Tea Ropati

Personal information
- Full name: Tea Faa'tea Ropati
- Born: 7 September 1964 (age 61) Auckland, New Zealand

Playing information
- Height: 183 cm (6 ft 0 in)
- Weight: 93 kg (14 st 9 lb)
- Position: Centre, Five-eighth
Club
| Years | Team | Pld | T | G | FG | P |
|  | Otahuhu Leopards | 2 |  |  |  |  |
| 1988 | Newcastle Knights | 2 | 0 | 1 | 0 | 2 |
| 1989–94 | St Helens | 132 | 56 | 24 | 2 | 352 |
| 1991 | Mangere East Hawks |  |  |  |  |  |
| 1995–98 | Auckland Warriors | 72 | 26 | 0 | 0 | 104 |
|  | Total | 208 | 82 | 25 | 2 | 458 |
Representative
| Years | Team | Pld | T | G | FG | P |
|  | Auckland |  |  |  |  |  |
| 1986–97 | New Zealand | 9 | 0 | 0 | 0 | 0 |
| 1994–96 | Western Samoa | 2 | 0 | 0 | 0 | 0 |
- Source:
- Education: Otahuhu College
- Relatives: Joe Ropati (brother) Iva Ropati (brother) Peter Ropati (brother) Romi Ropati (brother)

= Tea Ropati =

New Zealand & Samoa international rugby league footballer

Tea Faa'tea Ropati (born 7 September 1964) is a former professional rugby league footballer who represented New Zealand and Western Samoa.

==Background==
Ropati was born in Auckland, New Zealand.

Ropati is a member of the large Ropati rugby league family that includes fellow league players Joe Ropati, John Ropati, Iva Ropati, union player Romi Ropati, and league commentator Peter Ropati.

==Early years==
Ropati played for both the Mangere East Hawks and Otahuhu Leopards in the Auckland Rugby League competition. He was a Junior Kiwi in 1983.

During the 1987 season Ropati played for Auckland alongside three of his brothers; John, Joe and Peter.

This feat was bettered in the 1991 season when all four of them, plus brother Iva, twice lined up for Mangere East in the Auckland Rugby League competition.

==Playing career==
Ropati started his professional career with the Newcastle Knights in 1988 before moving to England. Playing for St. Helens he made a name for himself as a centre/five eighth who kicked goals. He also won the 1992/3 British First Division player of the year award.

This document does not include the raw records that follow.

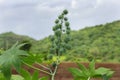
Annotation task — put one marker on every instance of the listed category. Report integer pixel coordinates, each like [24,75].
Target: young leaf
[44,78]
[10,58]
[35,75]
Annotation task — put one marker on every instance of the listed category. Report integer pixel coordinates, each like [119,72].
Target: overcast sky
[35,18]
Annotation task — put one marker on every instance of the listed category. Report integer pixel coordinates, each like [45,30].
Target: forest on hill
[101,42]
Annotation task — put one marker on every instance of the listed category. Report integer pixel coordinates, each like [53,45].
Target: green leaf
[92,68]
[44,78]
[25,74]
[11,58]
[6,72]
[84,70]
[35,75]
[76,72]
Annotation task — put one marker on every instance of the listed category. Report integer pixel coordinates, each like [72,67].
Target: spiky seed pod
[54,64]
[50,56]
[67,24]
[52,50]
[67,27]
[65,12]
[65,18]
[68,46]
[61,16]
[58,33]
[67,39]
[56,21]
[63,45]
[56,41]
[60,26]
[54,28]
[63,30]
[61,50]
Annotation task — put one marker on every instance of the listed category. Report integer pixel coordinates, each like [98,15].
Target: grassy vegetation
[101,42]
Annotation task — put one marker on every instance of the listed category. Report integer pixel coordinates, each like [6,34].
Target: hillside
[9,38]
[100,42]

During the 1991–92 season he played in St. Helens' 24–14 victory over Rochdale Hornets in the 1991 Lancashire Cup Final at Wilderspool Stadium, Warrington, on 20 October 1991. During the 1992–93 season he played at in the 4–5 defeat by Wigan in the 1992 Lancashire Cup Final at Knowsley Road, St. Helens, on 18 October 1992.

In 1995 he returned home to join the new Auckland Warriors in the first Australian Rugby League premiership. He was the Warriors' player of the year in 1995. He stayed with the Warriors for four seasons before retiring after the 1998 season.

Ropati represented the New Zealand national rugby league team from 1986 to 1997 and also played for Western Samoa at the 1995 Rugby League World Cup.

==Later years==
Ropati participated in the charity boxing event Fight for Life on several occasions during the early 2000s.

In 2010 Ropati was the assistant coach for the Mangere East Hawks in the Auckland Rugby League competition.

==Rape trial==
On 21 January 2008 Ropati began a trial in Auckland after being accused of rape and unlawful sexual connection, to which he pleaded not guilty. The woman stated she awoke in a car near Victoria Park. "I remember coming to. I remember an angry face over me. It was an angry, twisted face. I remember being in pain." Ropati was married at the time, and although he admitted the sexual connection he stated that it was consensual.

On 31 January 2008 a jury found him not guilty on all six charges. Multiple rugby league personalities defended the character of Ropati in court including the Mad Butcher Peter Leitch.